Somehow the week still passes too fast.

After the night we have tea, Aster and I don't talk much. I don't know what to say, and he spends most of his time in an empty room he's claimed as his. The few times I try to coax him downstairs, he doesn't even bother opening his door, simply telling me he's busy. When he does make an appearance, he's drawn, face a silent storm. It's like he shut off.

I wish I could open his brain and find all the heavy secrets weighing him down. If I could, I'd give them wings and watch them fly away. His wide, easy smile would replace his pensive brood, and everything would be okay again, easy as that.

But it doesn't matter. He leaves in the morning.
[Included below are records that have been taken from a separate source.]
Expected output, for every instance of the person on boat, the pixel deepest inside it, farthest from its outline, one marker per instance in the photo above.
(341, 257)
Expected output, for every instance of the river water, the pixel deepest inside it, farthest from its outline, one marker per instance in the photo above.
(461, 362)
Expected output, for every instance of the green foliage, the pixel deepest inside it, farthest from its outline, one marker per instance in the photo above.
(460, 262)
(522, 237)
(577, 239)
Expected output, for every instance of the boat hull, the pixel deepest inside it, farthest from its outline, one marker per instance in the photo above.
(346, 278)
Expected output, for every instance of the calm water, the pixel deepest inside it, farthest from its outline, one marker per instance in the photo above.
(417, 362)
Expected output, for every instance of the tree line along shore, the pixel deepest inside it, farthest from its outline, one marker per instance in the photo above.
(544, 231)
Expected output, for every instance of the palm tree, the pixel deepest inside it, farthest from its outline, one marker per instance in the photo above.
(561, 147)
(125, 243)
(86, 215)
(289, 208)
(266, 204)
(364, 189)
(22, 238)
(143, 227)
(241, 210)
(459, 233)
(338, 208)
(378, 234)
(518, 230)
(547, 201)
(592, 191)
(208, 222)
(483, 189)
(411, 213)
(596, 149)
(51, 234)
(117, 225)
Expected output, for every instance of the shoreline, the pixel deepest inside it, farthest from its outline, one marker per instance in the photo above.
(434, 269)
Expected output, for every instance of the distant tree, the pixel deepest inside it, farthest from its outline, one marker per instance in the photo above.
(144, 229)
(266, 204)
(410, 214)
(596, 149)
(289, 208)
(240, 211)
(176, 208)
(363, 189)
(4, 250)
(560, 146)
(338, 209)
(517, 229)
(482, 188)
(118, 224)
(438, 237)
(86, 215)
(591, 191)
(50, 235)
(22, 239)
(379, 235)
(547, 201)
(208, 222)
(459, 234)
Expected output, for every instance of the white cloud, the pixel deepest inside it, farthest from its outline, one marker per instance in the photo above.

The sun falls tonight like the blade of a guillotine. I watch from the upstairs window, hands pressed against the frame, as the sky flashes blood red and then cuts away, dead and fixed in its finality. The stars appear one by one, hopeless rebels against the ever-expanding darkness. They'll fade and disappear from the heavens one day, and they know it. Still, they wave their shining banners, hoping they can overcome their fate, hoping it's not so, that they can avoid the inevitable. But endings come for everything.

Even stars.

He's in his room right now. I drew the evening watch today, but after dinner, I didn't hear the door shut or his feet creak up the stairs; I never do. All the same, I know he's in his room. He never stays up very late anymore.

I'm sure he probably wants to get good rest, even though, as far as I understand, his journey won't tax him any tomorrow. I imagine he'll have a full day ahead of him, though, attending to whatever it is his country needs him so badly for.

Idyne comes to relieve me, and I close the door behind, wandering down the hall.

I shouldn't bother him. I certainly shouldn't knock on his door and risk waking him up. Besides, what would I say? I've had countless opportunities for meaningful conversation and allowed them all to flit away, too scared to reach out and grab one. Tonight won't be any different.

Tomorrow, he leaves and walks into a war zone. The last war in the High Valleys was centuries and centuries ago, back when our people were all topsiders. All I can imagine of war is storybook depictions. Skies know what's waiting for him.

My fingers rub the shield charm of my necklace. Will he get hurt? Do princes in Morineaux lead their people to the battlefield? Perhaps, there's not a battlefield, though. That word he used—siege—I looked it up. It's different than the scene my mind conjures up of warriors fighting in sweeping valleys, two sides charging toward each other. Either way, there will be fighting, and he could be in the midst of it.